About Laptops That Overheat & Shut Down

A laptop that runs on a cycle of overheating and shutting down can be a nightmare for most computer users. The alarms that go off are terrifying, and the sudden emergency shutdowns often cause hard drive damage and lost data. In turn, it can be very difficult for amateurs to diagnose the problem immediately, as the heat issues make it hard to troubleshoot. If you have an overheating laptop, try not to panic. There are ways to save your data and determine if the problem can be fixed without sending the unit in for repairs.


A laptop can develop chronic overheating problems for a variety of reasons. The most common cause is actually the simplest–it can happen due to environmental factors. If the ambient temperature in the room is too high, the result can be overheating. Another example of a direct cause of overheating can be exposing the laptop to direct sunlight throughout the day, putting it on a metal surface or blocking the vents with something like a stack of books or papers. Before attempting to diagnose the source of the problem otherwise, do what you can to reduce the laptop’s exposure to heat.


Shut down your laptop or at least put it into suspension when it’s not in use. This allows the heat built up within its components to dissipate over time. Run the laptop on its battery less, as laptop batteries generate a massive amount of heat. It can also help to turn down the laptop’s power consumption settings. Turn down the monitor brightness and shut down any components like DVD players that are not in use. This should help to bring the temperature down.


If the overheating problems continue after those environmental solutions have been pursued, the issue might be related to a hardware or software malfunction. It is always easier to troubleshoot software issues. Determine if the heating problems began after installing a new piece of software. If so, try uninstalling that program and seeing if it has any effect. Scan for viruses to make sure that malware is not causing the issue. In turn, it may help to reformat your computer and reinstall your operating system to make sure that a software issue is not causing the problem.
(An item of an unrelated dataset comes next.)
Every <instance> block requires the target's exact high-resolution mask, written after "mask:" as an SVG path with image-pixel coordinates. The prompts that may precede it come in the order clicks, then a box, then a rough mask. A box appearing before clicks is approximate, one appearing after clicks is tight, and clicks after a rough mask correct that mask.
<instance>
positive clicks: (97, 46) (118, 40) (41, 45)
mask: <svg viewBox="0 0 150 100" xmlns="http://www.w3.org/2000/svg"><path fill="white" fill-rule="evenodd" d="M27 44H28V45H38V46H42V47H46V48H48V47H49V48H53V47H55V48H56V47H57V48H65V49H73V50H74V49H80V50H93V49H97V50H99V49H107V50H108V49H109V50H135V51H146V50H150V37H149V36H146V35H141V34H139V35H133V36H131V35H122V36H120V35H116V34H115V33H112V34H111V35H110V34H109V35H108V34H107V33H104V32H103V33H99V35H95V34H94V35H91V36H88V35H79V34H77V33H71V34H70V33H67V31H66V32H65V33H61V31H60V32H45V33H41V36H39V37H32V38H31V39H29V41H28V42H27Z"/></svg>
If you have already eliminated potential environmental and software causes, the only thing left is hardware. Determine if you have installed any new hardware components recently. If so, replace them with the last working hardware configuration and see if the issues have been solved. Consult your hardware manual for detailed instructions–almost every laptop is different. If that still fails to fix the issue, you have a choice: You can send it in for repairs or undertake more advanced troubleshooting steps. If you have spare components lying around that are confirmed to still function, you can go through step-by-step, replacing each one to determine which has gone bad. Unfortunately, it may be that your motherboard itself is no longer working, but you can troubleshoot that as well.


The best way to deal with overheating problems is to never develop them in the first place. Often such heating problems exacerbate themselves, as the heat damages components, which further causes them to overheat faster, leading to cascading failure. If you detect a mild heat issue, investigate it quickly before it leads to more hardware failures to prevent the damages from becoming too extensive. If you’re concerned about paying too much for conventional technical support or are not comfortable with working with computer hardware, consider hiring an independent consultant to look at the problem.